A Rack Middleware filter for sensitive data
Add this line to your application's Gemfile:
gem 'sensitive_data_filter'
And then execute:
$ bundle
Or install it yourself as:
$ gem install sensitive_data_filter
Insert the middleware in the stack before any parameter parsing is performed.
E.g. for Rails, add the following in application.rb
# --- Sensitive Data Filtering ---
config.middleware.insert_before 'ActionDispatch::ParamsParser', SensitiveDataFilter::Middleware::Filter
To ensure that no sensitive data is accessed at any level of the stack, insert the middleware at the top of the stack.
E.g.
# --- Sensitive Data Filtering ---
config.middleware.insert_before 0, SensitiveDataFilter::Middleware::Filter
Rails logs the URI of the request in Rails::Rack::Logger
. At this point of the stack, Rails generally has not yet set the session in the env.
If you insert the sensitive data filtering middleware before this middleware you will prevent sensitive data from appearing in the logs,
but you will not have access to the session via the occurrence or the env in the occurrence handling block.
SensitiveDataFilter.config do |config|
config.enable_types :credit_card # Already defaults to :credit_card if not specified
config.on_occurrence do |occurrence|
# Report occurrence
end
config.whitelist pattern1, pattern2 # Allows specifying patterns to whitelist matches
config.whitelist_key key_pattern1, key_pattern2 # Allows specifying patterns to whitelist hash values based on their keys
config.register_parser('yaml', -> params { YAML.load params }, -> params { YAML.dump params })
end
An occurrence object has the following properties:
- origin_ip: the IP address that originated the request
- request_method: the HTTP method for the request (GET, POST, etc.)

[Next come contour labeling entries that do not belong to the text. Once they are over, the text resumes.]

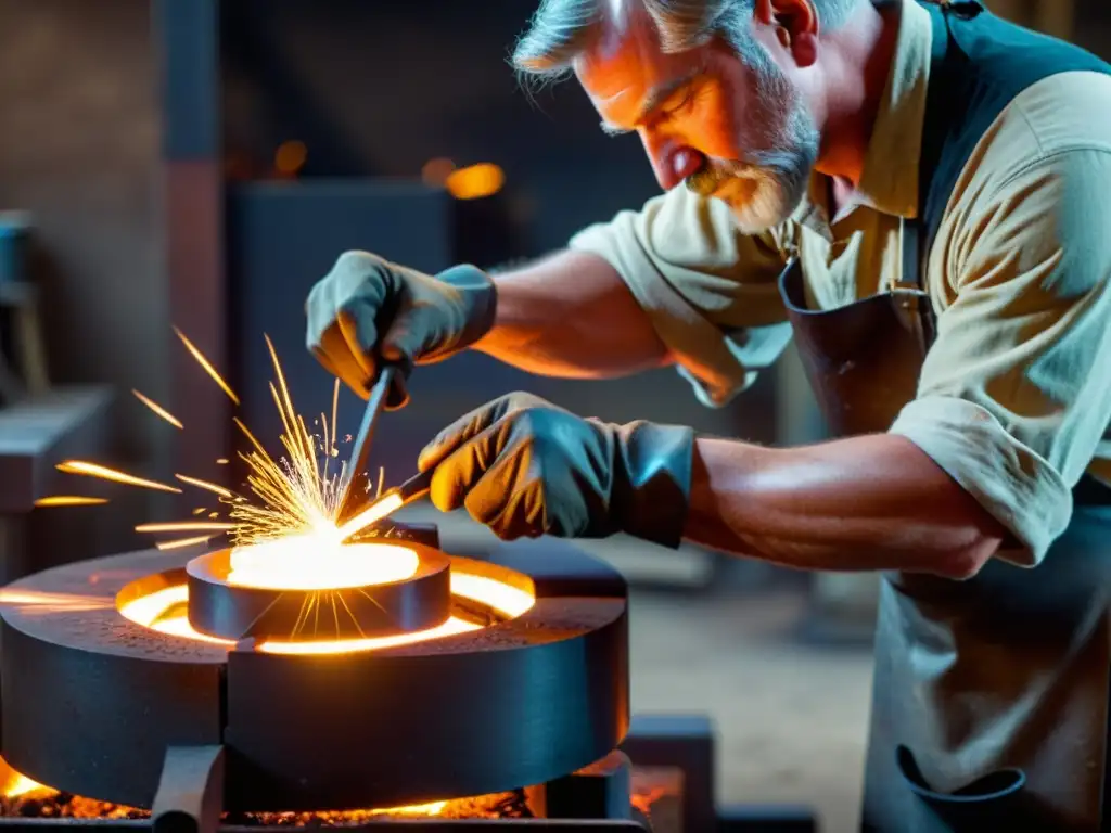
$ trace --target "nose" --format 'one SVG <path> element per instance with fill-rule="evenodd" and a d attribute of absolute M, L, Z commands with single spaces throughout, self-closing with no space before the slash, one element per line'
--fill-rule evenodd
<path fill-rule="evenodd" d="M 699 151 L 671 138 L 658 138 L 643 131 L 641 141 L 652 163 L 655 181 L 664 191 L 670 191 L 692 173 L 697 173 L 705 163 L 705 157 Z"/>

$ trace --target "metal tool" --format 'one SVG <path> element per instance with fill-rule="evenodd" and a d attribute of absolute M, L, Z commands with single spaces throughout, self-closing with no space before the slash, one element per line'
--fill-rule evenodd
<path fill-rule="evenodd" d="M 408 506 L 410 503 L 427 496 L 432 489 L 432 475 L 434 473 L 436 469 L 423 471 L 420 474 L 409 478 L 401 485 L 382 492 L 377 498 L 372 498 L 363 503 L 349 515 L 347 521 L 340 524 L 342 540 L 347 541 L 368 526 L 383 521 L 402 506 Z"/>
<path fill-rule="evenodd" d="M 359 433 L 354 438 L 354 445 L 351 448 L 351 459 L 340 480 L 340 502 L 339 522 L 346 523 L 352 518 L 353 511 L 361 505 L 358 491 L 353 488 L 356 481 L 367 471 L 370 461 L 370 449 L 374 444 L 374 426 L 378 424 L 378 416 L 386 405 L 390 388 L 397 383 L 401 369 L 396 364 L 386 364 L 378 374 L 378 381 L 370 389 L 367 398 L 367 410 L 362 413 L 362 424 L 359 425 Z"/>

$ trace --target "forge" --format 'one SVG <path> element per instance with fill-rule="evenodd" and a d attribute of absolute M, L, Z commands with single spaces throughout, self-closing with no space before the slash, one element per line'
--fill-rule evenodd
<path fill-rule="evenodd" d="M 433 526 L 352 548 L 379 563 L 346 580 L 262 554 L 140 551 L 4 589 L 0 827 L 683 830 L 682 777 L 620 749 L 628 599 L 604 563 L 449 554 Z"/>

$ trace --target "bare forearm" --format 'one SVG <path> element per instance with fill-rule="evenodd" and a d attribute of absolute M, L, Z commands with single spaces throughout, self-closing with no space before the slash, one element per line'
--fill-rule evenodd
<path fill-rule="evenodd" d="M 670 362 L 624 281 L 601 258 L 564 251 L 499 274 L 498 318 L 474 349 L 549 377 L 605 379 Z"/>
<path fill-rule="evenodd" d="M 795 449 L 699 439 L 688 539 L 784 566 L 972 575 L 999 522 L 924 452 L 874 434 Z"/>

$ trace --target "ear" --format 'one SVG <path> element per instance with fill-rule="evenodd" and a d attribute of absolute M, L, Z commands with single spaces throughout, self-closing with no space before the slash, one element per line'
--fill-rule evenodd
<path fill-rule="evenodd" d="M 772 27 L 775 40 L 802 68 L 818 60 L 818 12 L 813 0 L 757 0 L 757 22 Z"/>

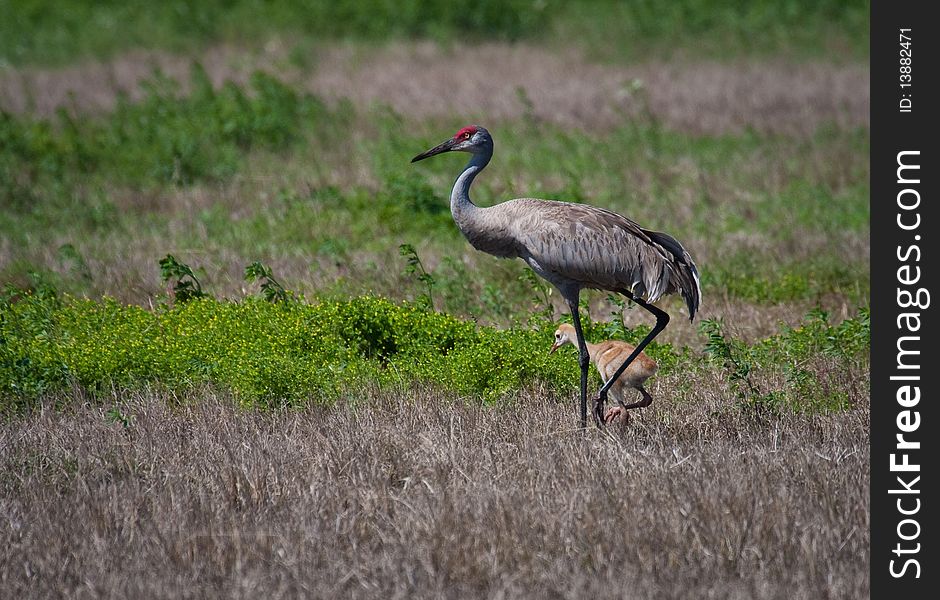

- url: the URL of the request
- content_type: the Content-Type of the request
- original_query_params: the query parameters sent with the request
- original_body_params: the body parameters sent with the request
- filtered_query_params: the query parameters sent with the request, with sensitive data filtered
- filtered_body_params: the body parameters sent with the request, with sensitive data filtered
- session: the session properties for the request
- matches: the matched sensitive data
- matches_count: the number of matches per data type, e.g. { 'CreditCard' => 1 }
- original_env: the original unfiltered Rack env
- changeset: the modified rack env variables
It also exposes to_h
and to_s
methods for hash and string representation respectively.
Please note that these representations omit sensitive data,
i.e. original_query_params
, original_body_params
and matches
are not included.
Body parameters will not be parsed if a parser for the request's content type is not defined.
You might want to filter sensitive parameters (e.g: passwords). In Rails you can do something like:
filters = Rails.application.config.filter_parameters
filter = ActionDispatch::Http::ParameterFilter.new filters
filtered_query_params = filter.filter @occurrence.filtered_query_params
filtered_body_params = if @occurrence.filtered_body_params.is_a? Hash
filter.filter @occurrence.filtered_body_params
else
@occurrence.filtered_body_params
end
A list of whitelisting patterns can be passed to config.whitelist
.
Any sensitive data match which also matches any of these patterns will be ignored.
A list of whitelisting patterns can be passed to config.whitelist_key
.
When scanning and matching hashes, any value whose key matches any of these patterns will be ignored.
Parsers for parameters encoded for a specific content type can be defined.
The arguments for config.register_parser
are:
- a pattern to match the content type
- a parser for the parameters
- an unparser to convert parameters back to the encoded format
The parser and unparser must be objects that respond to call
and accept the parameters as an argument (e.g. procs or lambdas).
The parser should handle parsing exceptions gracefully by returning the arguments.
This ensures that sensitive data scanning and masking is applied on the raw parameters.
After checking out the repo, run bin/setup
to install dependencies. Then, run rake spec
to run the tests. You can also run bin/console
for an interactive prompt that will allow you to experiment.
To install this gem onto your local machine, run bundle exec rake install
. To release a new version, update the version number in version.rb
, and then run bundle exec rake release
, which will create a git tag for the version, push git commits and tags, and push the .gem
file to rubygems.org.
To publish a new version of this gem the following steps must be taken.
- Update the version in the following files
CHANGELOG.md lib/sensitive_data_filter/version.rb
- Create a tag using the format v0.1.0
- Follow build progress in GitHub actions
Bug reports and pull requests are welcome on GitHub at https://github.com/sealink/sensitive_data_filter. This project is intended to be a safe, welcoming space for collaboration, and contributors are expected to adhere to the Contributor Covenant code of conduct.
The gem is available as open source under the terms of the MIT License.